Okay, let’s get right into fit. Where should the ends of sunglasses hit in terms of the sides of your face? Is there a general rule about the width to help people from getting glasses that are too narrow or too wide for them?
We always suggest picking a frame size that is proportionate to the size of your face—frames that are too small will make a wide face look wider, while frames that are too big can hide your facial features and make your whole head look smaller. When you’re looking straight on, frames should not hang off the side of your face—nor should temples be visible from the front. (That means the frames are too narrow.)
Which style fits rounder faces and which fits those with a more angular shape?
A rule of thumb is juxtaposition: Pick a frame shape that opposes your face shape to balance it out. A strong, distinct square shape works best for a round face, while a rounder shape with a softer edge compliments a more square face. The ultimate rule, though, is there are no rules. Go with a pair that’s comfortable and makes you feel great.
What new trends are being left behind in the world of sunglasses and what should we be looking for in the future?
Last year, it was all about clear crystal frames.

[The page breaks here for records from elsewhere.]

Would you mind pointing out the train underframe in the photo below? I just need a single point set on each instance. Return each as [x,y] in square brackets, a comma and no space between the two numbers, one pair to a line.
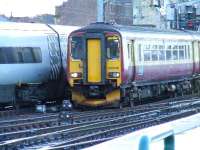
[31,93]
[138,92]
[129,94]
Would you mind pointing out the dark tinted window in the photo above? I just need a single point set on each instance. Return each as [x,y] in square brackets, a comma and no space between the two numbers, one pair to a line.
[15,55]
[112,47]
[76,47]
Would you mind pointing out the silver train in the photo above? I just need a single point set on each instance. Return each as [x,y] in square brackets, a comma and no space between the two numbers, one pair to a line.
[32,61]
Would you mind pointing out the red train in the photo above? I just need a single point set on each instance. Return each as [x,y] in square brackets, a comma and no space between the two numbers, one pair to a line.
[110,64]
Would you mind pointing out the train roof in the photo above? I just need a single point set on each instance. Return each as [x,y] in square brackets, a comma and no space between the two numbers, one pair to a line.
[101,26]
[36,27]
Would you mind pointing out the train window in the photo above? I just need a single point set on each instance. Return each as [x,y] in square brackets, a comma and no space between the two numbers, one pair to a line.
[161,55]
[154,55]
[76,47]
[129,50]
[112,47]
[12,55]
[147,55]
[175,55]
[181,54]
[188,52]
[28,55]
[140,52]
[168,54]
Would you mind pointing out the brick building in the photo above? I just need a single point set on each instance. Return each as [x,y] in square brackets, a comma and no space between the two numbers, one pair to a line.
[76,12]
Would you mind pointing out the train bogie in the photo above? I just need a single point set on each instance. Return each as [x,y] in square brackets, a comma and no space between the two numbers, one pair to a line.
[32,61]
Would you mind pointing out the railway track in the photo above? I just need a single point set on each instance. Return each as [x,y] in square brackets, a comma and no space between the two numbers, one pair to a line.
[88,128]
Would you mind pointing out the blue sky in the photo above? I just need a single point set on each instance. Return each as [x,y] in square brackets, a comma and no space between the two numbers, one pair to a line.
[20,8]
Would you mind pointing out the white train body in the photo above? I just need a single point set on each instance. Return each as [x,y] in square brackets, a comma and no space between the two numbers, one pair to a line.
[30,60]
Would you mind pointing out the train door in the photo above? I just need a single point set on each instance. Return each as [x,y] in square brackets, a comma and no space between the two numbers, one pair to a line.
[196,56]
[94,60]
[131,57]
[95,64]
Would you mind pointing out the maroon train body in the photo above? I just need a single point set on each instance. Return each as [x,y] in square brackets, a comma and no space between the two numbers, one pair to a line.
[131,63]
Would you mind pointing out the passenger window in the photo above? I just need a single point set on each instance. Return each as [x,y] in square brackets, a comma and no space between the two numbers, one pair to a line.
[161,55]
[181,54]
[168,54]
[147,55]
[140,52]
[129,51]
[15,55]
[28,55]
[175,55]
[112,47]
[188,52]
[76,47]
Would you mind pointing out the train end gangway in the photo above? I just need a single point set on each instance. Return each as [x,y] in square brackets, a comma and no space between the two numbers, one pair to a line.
[145,138]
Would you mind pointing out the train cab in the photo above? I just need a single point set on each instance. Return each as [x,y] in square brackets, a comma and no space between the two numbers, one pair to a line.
[95,65]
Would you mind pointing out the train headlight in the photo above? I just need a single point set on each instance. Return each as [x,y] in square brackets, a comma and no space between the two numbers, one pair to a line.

Recently, we’ve been playing around with more color within crystal—you’ll see we added a lot of translucent blush and blue tones to our summer collections. We’re also really excited about experimenting with lens colors and flash reflective coatings on the back of the lens, which produce more of a subtle mirrored effect than traditional flash lenses.
What makes Warby Parker sunglasses high end, despite its affordable price?
From the beginning, we’ve used quality, best-in-class materials that we love, but at a fraction of the going price. Our classic silhouettes, designed in-house in New York City, are constructed from materials like custom cellulose acetate, which creates rich patterns and beautiful color palettes, as well as super lightweight and durable Japanese titanium. Hinges constructed with Akulon-coated screws ensure long-lasting, smooth movement.
How can we tell bad quality sunglasses from good quality ones?
If you’re looking for high quality frames, keep an eye out for, well, high quality materials and features. Cellulose acetate is easily adjusted to fit each individual, and titanium is a hypoallergenic material that is as strong as it is lightweight. CR-39 lenses provide excellent clarity, and UV protection is, of course, a must; our own lenses offer 100 percent UV400 protection. Polarization, included with many of our sunglasses at no additional cost, fights the most intense glare.
Does lens color affect the efficacy of the sunglasses? Are there specific colors for specific needs or is it just a style choice?
For us, it’s mostly a matter of style. If you’re looking for optimal protection for prolonged wear (for example, when driving), brown and grey lenses are ideal. Brown lenses highlight contrasts in many bright, reflective conditions, while grey lenses provide similar protection and are nicely suited for prolonged usage, as they enhance natural color.
Do darker lenses work better than more see-through options?
Short answer: Not necessarily! Longer answer: Darker lenses let less light transmit through, so in really sunny conditions, darker lenses may be more comfortable, but the most important thing for eye health is UV protection, which does not depend on the lens tint.